Aussi, j'ai saisi l'opportunité du bicentenaire de la naissance de Dumas pour faire travailler aux élèves et anciens élèves de la Classe Supérieure d'Art Dramatique de la ville de Paris, dans le cadre d'un stage, une de ses pièces "en costumes modernes" : Angèle. Et c'est à partir de ce travail de stage que s'invente la mise en scène de cette oeuvre.

Le théâtre historique de Dumas n'est pas sans intérêt, mais si je choisis cette pièce extraite de son oeuvre dramatique "contemporaine", quoique écrite dans une perspective historique et sociologique, c'est pour sa virulence porteuse de théâtralité et la force de son thème: la place de l'individu sur l'échiquier de la société. C'est aussi pour souligner la spécificité de Dumas comme auteur dramatique puisqu'il fut, au dix-neuvième siècle, le créateur du drame moderne.

Bien qu’Angèle soit l'histoire de la poursuite d'un idéal, ce n'est plus un drame romantique, même si l’œuvre comporte encore des éléments de mélodrame qui en est une des origines. Dans la lignée du drame bourgeois, la pièce annonce la comédie de mœurs. Sa fable est proche de celle du Bel-Ami de Maupassant et les relations des personnages rappellent celles des Liaisons dangereuses de Laclos à la différence que les intrigues politiques y ont remplacé celles du libertinage. Son analyse de l'échec d'une ambition sociale à travers l'itinéraire du protagoniste, Alfred d'Alvimar, qui veut arriver par les femmes mais a le tort de vouloir garder une forme d'intégrité dans son arrivisme, reste d'ailleurs incroyablement corrosive.

Créée pendant la période de permissivité pour l'art qui suivit la Révolution de 1830, la pièce finira par être interdite.

En tant que metteur en scène de ce spectacle, la question que je cherche à résoudre est : "Comment restituer cet univers dramatique sans faire du théâtre musée ?"

La solution que je propose est d'inventer des formes nouvelles à partir de cet univers du dix-neuvième siècle, ce qui m’amène à parler du rôle de la musique. Essentielle dans ce spectacle, elle est jouée en direct par une formation de six musiciens. Elle souligne la dramaturgie cinématographique de la pièce et la fluidité de son action, reprenant la tradition du mélodrame qui, comme son étymologie l'indique, comportait de la musique.

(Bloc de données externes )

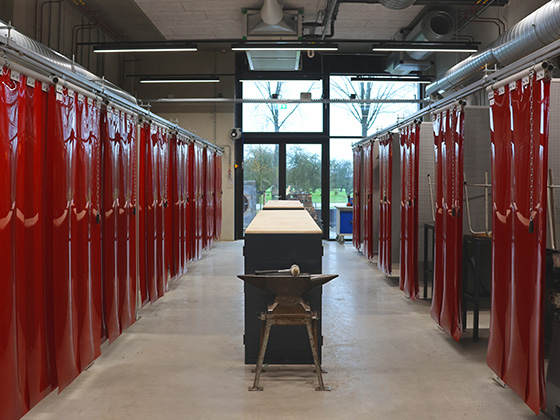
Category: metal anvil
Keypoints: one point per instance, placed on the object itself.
(288, 308)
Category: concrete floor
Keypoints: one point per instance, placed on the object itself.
(385, 356)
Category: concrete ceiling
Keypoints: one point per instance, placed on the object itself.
(222, 19)
(124, 16)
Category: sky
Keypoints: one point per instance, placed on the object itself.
(309, 117)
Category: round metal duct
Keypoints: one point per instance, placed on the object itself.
(397, 4)
(271, 12)
(528, 35)
(437, 25)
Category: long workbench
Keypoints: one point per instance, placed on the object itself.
(283, 205)
(273, 241)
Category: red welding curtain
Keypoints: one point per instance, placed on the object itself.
(409, 141)
(191, 202)
(209, 214)
(448, 142)
(219, 192)
(119, 250)
(519, 126)
(24, 367)
(357, 209)
(367, 248)
(143, 185)
(29, 240)
(385, 198)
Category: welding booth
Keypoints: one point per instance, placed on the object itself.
(101, 205)
(483, 206)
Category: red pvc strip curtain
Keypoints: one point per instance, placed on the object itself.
(204, 197)
(200, 203)
(367, 200)
(127, 221)
(175, 203)
(62, 142)
(86, 230)
(385, 198)
(210, 213)
(186, 216)
(182, 218)
(24, 340)
(192, 200)
(519, 127)
(356, 228)
(448, 142)
(30, 239)
(409, 141)
(119, 246)
(145, 203)
(218, 197)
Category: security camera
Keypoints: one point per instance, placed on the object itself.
(235, 133)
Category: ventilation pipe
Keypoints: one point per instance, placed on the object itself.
(535, 31)
(397, 4)
(43, 54)
(271, 12)
(435, 26)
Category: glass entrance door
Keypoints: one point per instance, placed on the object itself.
(260, 178)
(303, 177)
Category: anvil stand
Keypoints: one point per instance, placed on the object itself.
(288, 308)
(309, 319)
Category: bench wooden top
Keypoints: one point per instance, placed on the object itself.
(283, 221)
(283, 205)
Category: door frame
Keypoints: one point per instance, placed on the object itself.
(283, 139)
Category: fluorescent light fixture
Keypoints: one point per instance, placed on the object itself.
(198, 80)
(424, 46)
(285, 47)
(391, 79)
(143, 47)
(426, 49)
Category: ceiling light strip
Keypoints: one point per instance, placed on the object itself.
(146, 81)
(425, 49)
(284, 47)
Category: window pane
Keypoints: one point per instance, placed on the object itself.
(303, 177)
(355, 119)
(278, 117)
(341, 178)
(260, 178)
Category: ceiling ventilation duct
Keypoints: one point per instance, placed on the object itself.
(535, 31)
(272, 23)
(271, 12)
(53, 59)
(435, 26)
(397, 4)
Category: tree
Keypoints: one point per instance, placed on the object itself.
(303, 173)
(274, 90)
(341, 175)
(366, 112)
(261, 165)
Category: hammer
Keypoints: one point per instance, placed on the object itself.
(293, 270)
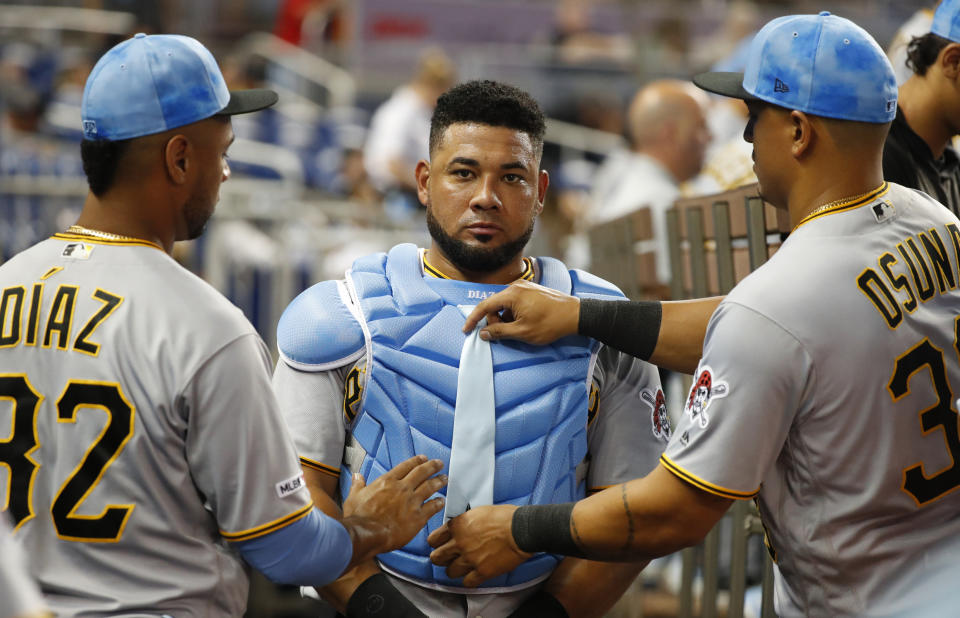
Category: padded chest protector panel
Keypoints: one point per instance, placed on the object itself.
(541, 395)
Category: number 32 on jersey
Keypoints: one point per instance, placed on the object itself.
(923, 488)
(16, 455)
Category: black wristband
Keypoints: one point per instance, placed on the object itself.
(541, 604)
(631, 326)
(376, 597)
(545, 527)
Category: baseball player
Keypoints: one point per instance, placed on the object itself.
(375, 365)
(145, 453)
(826, 390)
(19, 593)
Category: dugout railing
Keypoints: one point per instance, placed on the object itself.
(714, 242)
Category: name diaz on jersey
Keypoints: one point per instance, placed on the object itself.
(21, 321)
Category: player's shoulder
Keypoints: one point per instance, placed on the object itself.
(555, 274)
(318, 330)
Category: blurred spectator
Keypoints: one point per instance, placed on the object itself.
(728, 163)
(313, 24)
(400, 133)
(918, 25)
(731, 41)
(669, 136)
(917, 152)
(576, 41)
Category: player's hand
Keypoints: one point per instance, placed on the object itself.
(390, 511)
(528, 312)
(477, 545)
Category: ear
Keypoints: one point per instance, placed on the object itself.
(176, 157)
(422, 173)
(803, 134)
(543, 181)
(949, 60)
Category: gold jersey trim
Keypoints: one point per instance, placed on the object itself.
(252, 533)
(706, 486)
(316, 465)
(526, 275)
(847, 205)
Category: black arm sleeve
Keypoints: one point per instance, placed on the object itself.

Dans Angèle, la musique est une ponctuation tour à tour ironique ou dramatique. Parfois contemporaine pour éviter le pléonasme et suivre les idées de Dumas sur la modernité en art, elle rappelle à d'autres moments des mélodies de l'époque en y apportant des dissonances.

De plus, la Maison des Conservatoires qui abrite l'Ecole Supérieure d'Art Dramatique de la Ville de Paris m'a offert la possibilité de travailler avec cette discipline que je veux mêler à la représentation théâtrale pour tendre vers un spectacle total, rêve des romantiques qui s'intéressaient à toutes les formes de l'art.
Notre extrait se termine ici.